Estas consideraciones dan pie a creer inevitable la guerra civil. Pero quizá no lo fue. Así como suele olvidarse que no fue la derecha, sino la izquierda, en especial la anarquista, la que puso contra las cuerdas a Azaña en el primer bienio, se pasa por alto que en el segundo bienio no fue la izquierda, pese a sus duros embates, la liquidadora del centro derecha, sino el conservador Alcalá-Zamora. Hay en este último episodio un elemento de auténtica tragedia, reflejado por Gil-Robles en sus memorias. Ya hemos visto cómo las izquierdas derrotadas en octubre del 34 persistieron básicamente en las posturas que les llevaron a la insurrección, pero ello no significaba que tuvieran capacidad, al menos por un buen período, para nuevas intentonas. Por el contrario, el victorioso centro derecha tuvo la ocasión de solidificar el régimen e impedir un nuevo asalto revolucionario.
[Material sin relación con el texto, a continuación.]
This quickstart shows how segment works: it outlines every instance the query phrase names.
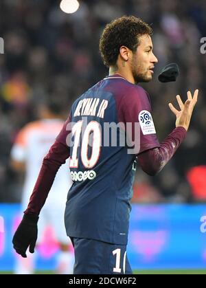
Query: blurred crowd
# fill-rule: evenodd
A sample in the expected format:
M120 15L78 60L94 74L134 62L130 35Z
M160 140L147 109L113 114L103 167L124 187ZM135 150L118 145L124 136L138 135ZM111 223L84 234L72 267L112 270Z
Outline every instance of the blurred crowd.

A ese fin precisaba tiempo, como señaló Gil-Robles a Alcalá-Zamora: tiempo para aplicar su programa político, para superar los efectos iniciales de la estabilización y saneamiento económico, para terminar los juicios por la pasada revuelta, etc. No tenía garantía de éxito, claro está, pues el impulso hacia la guerra era fortísimo, pero los dos años de gobierno que en principio le quedaban habrían podido rebajar las tensiones.
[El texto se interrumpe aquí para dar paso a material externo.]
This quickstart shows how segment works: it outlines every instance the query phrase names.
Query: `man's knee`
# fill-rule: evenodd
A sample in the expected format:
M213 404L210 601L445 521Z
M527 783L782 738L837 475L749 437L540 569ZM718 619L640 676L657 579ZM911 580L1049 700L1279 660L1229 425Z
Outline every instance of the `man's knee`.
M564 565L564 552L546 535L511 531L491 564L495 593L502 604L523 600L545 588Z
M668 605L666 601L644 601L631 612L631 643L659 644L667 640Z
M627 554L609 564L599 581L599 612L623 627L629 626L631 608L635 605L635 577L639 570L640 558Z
Ese tiempo le fue negado, con precaria legalidad, por un presidente anheloso de capitanear un movimiento centrista, deseoso de congraciarse con las izquierdas, despectivo hacia la derecha moderada, y que no había comprendido el significado del alzamiento de octubre ni de las ideas y objetivos en él envueltas. Fue él quien abrió el paso, innecesariamente, a unas izquierdas resentidas y ávidas de revancha. Los frutos de su decisión no eran difíciles de prever, pero está claro que él no los deseaba. Luego las izquierdas le pagaron expulsándole ilegítimamente de su cargo, en un paso más hacia la reanudación de la contienda.

Y así, una opción resuelta en la intimidad del pensamiento del presidente, y que no tenía necesariamente que ser la que fue, tuvo efectos trascendentales sobre la vida de millones de personas y sobre la historia del país.